You are viewing a plain text version of this content. The canonical link for it is here.
Posted to issues@flink.apache.org by "Thomas Wozniakowski (Jira)" <ji...@apache.org> on 2020/02/18 16:46:00 UTC

[jira] [Commented] (FLINK-16142) Memory Le!k causes Metaspace OOM error on repeated job submission

    [ https://issues.apache.org/jira/browse/FLINK-16142?page=com.atlassian.jira.plugin.system.issuetabpanels:comment-tabpanel&focusedCommentId=17039227#comment-17039227 ] 

Thomas Wozniakowski commented on FLINK-16142:
---------------------------------------------

Hi Guys,

Thanks for the speedy response.

It's going to be a little tricky to get at the heap dumps, as our application is very specifically written to only run on Flink running in docker. Do you know if there are any configuration options that we could pass in from the outside that would encourage the dockerised Flink to dump some more useful information to the logs when the OOM-metaspace error occurs?
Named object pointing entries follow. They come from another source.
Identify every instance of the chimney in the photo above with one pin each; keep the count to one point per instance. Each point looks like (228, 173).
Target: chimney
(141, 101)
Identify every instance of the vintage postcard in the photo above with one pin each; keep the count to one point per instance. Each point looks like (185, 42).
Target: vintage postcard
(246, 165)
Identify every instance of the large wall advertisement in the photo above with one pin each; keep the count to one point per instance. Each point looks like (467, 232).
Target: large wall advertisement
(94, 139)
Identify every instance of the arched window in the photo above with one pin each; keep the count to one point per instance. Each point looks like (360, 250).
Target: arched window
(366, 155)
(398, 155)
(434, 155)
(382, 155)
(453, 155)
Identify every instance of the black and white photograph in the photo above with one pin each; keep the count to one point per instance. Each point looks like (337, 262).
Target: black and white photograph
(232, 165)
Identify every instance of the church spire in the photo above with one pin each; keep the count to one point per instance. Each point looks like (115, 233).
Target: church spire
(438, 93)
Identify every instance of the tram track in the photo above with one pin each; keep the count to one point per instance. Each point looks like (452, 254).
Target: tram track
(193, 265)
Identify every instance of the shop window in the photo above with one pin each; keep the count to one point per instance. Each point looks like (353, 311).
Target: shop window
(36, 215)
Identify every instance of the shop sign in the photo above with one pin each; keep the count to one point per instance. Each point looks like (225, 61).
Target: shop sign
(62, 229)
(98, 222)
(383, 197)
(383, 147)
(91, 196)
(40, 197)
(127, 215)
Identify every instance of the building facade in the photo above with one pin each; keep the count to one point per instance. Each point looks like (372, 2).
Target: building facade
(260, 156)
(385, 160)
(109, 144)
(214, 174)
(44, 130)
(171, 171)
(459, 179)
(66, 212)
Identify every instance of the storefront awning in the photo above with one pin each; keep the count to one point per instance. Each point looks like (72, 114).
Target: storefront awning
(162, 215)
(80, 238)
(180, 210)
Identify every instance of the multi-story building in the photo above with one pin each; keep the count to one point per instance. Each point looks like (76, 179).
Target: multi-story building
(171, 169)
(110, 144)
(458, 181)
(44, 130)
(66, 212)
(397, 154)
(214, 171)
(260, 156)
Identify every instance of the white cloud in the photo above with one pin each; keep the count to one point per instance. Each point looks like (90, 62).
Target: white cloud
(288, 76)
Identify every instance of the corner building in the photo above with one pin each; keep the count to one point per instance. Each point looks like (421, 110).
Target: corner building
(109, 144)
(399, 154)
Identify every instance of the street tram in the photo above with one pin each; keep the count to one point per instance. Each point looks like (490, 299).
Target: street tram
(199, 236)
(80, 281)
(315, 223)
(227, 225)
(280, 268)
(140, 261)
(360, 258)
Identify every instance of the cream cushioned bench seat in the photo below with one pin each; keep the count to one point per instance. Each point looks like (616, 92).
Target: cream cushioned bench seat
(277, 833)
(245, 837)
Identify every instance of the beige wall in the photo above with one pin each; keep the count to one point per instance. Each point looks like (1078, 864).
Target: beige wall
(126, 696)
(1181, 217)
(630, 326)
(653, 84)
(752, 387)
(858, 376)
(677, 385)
I'll take a look at our connectors. We are currently using:

- Kinesis source, official build from Maven (now that it is published there). Prior to 1.10.0 we built it from source internally.
- Custom SQS sink. Basically just dumps events straight onto a queue using the AWS SDK (version 1, blocking). This code has not changed since it was originally written (for Flink 1.3). 

We do not explicitly shut down the threads that presumably run in the background for the SQS SDK. I will have a look and see if there's a way we can explicitly close them when the job shuts down.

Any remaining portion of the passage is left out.